Started Early, Took My Dog

Copyright © Kate Atkinson 2010

For my father

All mistakes are mine, some deliberate. I have not necessarily kept to the truth.

My thanks are due to:

Russell Equi, as usual; Malcolm Graham, Detective Chief Superintendent, Lothian and Borders Police; Malcolm R. Dickson, former Assistant Inspector of Constabulary for Scotland; David Mattock and Maureen Lenehan, for revisiting Leeds and the seventies with me.

For want of a nail the shoe was lost.

For want of a shoe the horse was lost.

For want of a horse the rider was lost.

For want of a rider the battle was lost.

For want of a battle the kingdom was lost.

And all for the want of a horseshoe nail.

Traditional

‘I was just cleaning up the place a bit.’

Peter Sutcliffe

Treasure

1975: 9 April

Leeds: ‘ Motorway City of the Seventies’. A proud slogan. No irony intended. Gaslight still flickering on some streets. Life in a northern town.

The Bay City Rollers at number one. IRA bombs all over the country. Margaret Thatcher is the new leader of the Conservative Party. At the beginning of the month, in Albuquerque, Bill Gates founds what will become Microsoft. At the end of the month Saigon falls to the North Vietnamese army. The Black and White Minstrel Show is still on television, John Poulson is still in jail. Bye Bye Baby, Baby Goodbye . In the middle of it all, Tracy Waterhouse was only concerned with the hole in one of the toes of her tights. It was growing bigger with every step she took. They were new on this morning as well.

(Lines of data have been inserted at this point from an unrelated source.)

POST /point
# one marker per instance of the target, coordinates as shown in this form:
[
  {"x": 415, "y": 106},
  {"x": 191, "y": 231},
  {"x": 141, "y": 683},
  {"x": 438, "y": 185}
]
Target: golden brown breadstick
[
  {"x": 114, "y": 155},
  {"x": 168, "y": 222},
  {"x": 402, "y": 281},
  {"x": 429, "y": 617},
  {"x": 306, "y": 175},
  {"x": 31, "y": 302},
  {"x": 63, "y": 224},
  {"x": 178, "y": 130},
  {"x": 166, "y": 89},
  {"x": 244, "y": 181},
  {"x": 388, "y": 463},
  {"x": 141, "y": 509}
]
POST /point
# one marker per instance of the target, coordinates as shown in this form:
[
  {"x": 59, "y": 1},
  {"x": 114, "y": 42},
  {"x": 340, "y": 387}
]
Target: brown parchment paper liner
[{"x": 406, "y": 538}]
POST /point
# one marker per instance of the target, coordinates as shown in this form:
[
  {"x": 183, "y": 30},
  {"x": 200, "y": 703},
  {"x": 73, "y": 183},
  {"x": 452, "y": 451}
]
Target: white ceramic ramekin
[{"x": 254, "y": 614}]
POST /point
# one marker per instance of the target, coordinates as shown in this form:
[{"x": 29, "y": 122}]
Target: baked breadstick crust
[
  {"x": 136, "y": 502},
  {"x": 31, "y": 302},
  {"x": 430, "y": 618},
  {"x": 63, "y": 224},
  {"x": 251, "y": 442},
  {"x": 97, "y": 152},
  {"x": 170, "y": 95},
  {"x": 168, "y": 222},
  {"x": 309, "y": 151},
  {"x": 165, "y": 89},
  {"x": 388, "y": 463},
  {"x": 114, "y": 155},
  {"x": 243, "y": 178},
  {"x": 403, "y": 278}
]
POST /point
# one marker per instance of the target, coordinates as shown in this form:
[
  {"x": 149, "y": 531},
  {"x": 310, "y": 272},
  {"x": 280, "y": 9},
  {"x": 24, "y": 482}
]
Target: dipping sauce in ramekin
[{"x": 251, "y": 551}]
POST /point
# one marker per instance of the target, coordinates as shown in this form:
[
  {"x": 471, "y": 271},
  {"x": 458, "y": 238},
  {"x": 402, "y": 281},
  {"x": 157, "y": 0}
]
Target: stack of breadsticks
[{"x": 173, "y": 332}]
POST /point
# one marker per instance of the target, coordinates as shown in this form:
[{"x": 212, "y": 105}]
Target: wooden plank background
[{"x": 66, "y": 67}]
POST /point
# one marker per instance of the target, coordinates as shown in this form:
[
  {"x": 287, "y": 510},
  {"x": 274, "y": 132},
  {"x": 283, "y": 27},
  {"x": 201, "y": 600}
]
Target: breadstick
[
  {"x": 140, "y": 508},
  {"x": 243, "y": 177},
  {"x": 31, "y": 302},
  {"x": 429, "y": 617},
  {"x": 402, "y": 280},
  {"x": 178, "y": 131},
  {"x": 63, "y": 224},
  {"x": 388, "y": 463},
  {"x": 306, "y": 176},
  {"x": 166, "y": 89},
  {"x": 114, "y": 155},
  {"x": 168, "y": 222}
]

They had been told that it was on the fifteenth floor of the flats in Lovell Park and – of course – the lifts were broken. The two PCs huffed and puffed their way up the stairs. By the time they neared the top they were resting at every turn of the stair. WPC Tracy Waterhouse, a big, graceless girl only just off probation, and PC Ken Arkwright, a stout white Yorkshireman with a heart of lard. Climbing Everest.

They would both see the beginning of the Ripper’s killing spree but Arkwright would be retired long before the end of it. Donald Neilson, the Black Panther from Bradford, hadn’t been captured yet and Harold Shipman had probably already started killing patients unlucky enough to be under his care in Pontefract General Infirmary. West Yorkshire in 1975, awash with serial killers.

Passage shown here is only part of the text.